En réalité, “maintenir des taux directeurs aussi hauts pourrait même être contreproductif, si le but est de réduire l’inflation”, ajoute l’économiste. Pourquoi ? Parce qu’en “déprimant le marché immobilier et en réduisant la croissance de la demande d’autres composantes, le maintien de taux d’intérêt élevés continuerait de réduire, au moins légèrement, la croissance du PIB réel“.

En fait, les patrons hésitent à licencier leur personnel. Même lorsque l’activité diminue, les employeurs évitent de réduire l’emploi en raison des pénuries de main-d’œuvre. Ils veulent garder leur personnel qualifié qui sera difficile à embaucher plus tard. En d’autres mots, ils attendent que l’orage passe.
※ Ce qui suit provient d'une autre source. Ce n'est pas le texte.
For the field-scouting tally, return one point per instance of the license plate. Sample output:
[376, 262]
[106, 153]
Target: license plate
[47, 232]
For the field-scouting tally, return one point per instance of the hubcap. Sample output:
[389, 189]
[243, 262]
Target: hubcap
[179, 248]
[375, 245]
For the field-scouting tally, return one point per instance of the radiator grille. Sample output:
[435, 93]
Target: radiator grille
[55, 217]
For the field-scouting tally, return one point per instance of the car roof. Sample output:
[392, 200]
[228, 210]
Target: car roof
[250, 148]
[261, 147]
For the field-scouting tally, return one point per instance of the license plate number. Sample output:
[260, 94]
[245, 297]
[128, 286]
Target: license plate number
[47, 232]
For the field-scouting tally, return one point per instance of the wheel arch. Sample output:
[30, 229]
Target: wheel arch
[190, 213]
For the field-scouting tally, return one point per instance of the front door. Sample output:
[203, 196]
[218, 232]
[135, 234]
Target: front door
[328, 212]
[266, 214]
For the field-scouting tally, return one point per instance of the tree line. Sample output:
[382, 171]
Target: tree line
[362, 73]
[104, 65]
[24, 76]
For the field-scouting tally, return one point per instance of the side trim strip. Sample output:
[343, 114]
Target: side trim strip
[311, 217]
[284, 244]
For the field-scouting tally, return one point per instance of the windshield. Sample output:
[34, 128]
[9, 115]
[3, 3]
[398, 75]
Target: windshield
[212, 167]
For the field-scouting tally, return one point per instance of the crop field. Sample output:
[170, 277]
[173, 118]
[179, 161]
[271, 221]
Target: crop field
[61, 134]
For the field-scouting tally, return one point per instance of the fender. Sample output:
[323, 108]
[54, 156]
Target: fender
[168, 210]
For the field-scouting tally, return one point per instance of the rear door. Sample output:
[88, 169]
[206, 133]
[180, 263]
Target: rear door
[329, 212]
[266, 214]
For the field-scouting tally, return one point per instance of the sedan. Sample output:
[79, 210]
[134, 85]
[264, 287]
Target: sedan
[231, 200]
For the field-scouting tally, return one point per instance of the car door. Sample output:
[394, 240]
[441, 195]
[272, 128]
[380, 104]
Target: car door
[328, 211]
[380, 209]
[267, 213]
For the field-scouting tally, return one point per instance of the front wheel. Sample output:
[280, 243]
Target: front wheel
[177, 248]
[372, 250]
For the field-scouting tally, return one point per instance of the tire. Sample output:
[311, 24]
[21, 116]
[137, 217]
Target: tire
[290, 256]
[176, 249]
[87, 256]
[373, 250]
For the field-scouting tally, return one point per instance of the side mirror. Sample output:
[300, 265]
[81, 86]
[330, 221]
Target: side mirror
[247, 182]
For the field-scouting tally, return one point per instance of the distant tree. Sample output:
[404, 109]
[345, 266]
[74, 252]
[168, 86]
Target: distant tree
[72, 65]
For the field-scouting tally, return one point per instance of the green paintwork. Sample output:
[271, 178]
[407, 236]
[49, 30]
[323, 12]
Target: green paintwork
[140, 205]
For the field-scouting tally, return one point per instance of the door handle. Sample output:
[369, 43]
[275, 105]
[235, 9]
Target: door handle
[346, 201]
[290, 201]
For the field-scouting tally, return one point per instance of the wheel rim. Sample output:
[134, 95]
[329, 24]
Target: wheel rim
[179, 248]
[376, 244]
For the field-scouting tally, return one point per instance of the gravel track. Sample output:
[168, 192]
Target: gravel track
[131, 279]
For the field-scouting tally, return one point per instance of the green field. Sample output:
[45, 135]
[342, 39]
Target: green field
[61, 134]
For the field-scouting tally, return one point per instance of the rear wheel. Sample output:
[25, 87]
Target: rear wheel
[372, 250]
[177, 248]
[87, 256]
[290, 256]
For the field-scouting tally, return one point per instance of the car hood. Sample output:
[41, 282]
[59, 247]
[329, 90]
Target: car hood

Conséquence : “Une nouvelle diminution de la demande globale et de la production impliquerait mécaniquement une diminution de la productivité du travail et donc une augmentation du coût unitaire du travail, ce qui entraînerait une hausse des prix de vente et donc un rebond de l’inflation”, conclut l’économiste. Autrement dit : les entreprises reporteraient leur perte de productivité par une hausse des prix aux consommateurs et clients.

Où va l’inflation ?

La hausse des prix a ralenti au mois de mars, à 2,4% sur un rythme annuel, en zone euro. Il s’agit d’une diminution de 0,2% par rapport au mois de février. La BCE est donc proche de son objectif de 2% d’inflation.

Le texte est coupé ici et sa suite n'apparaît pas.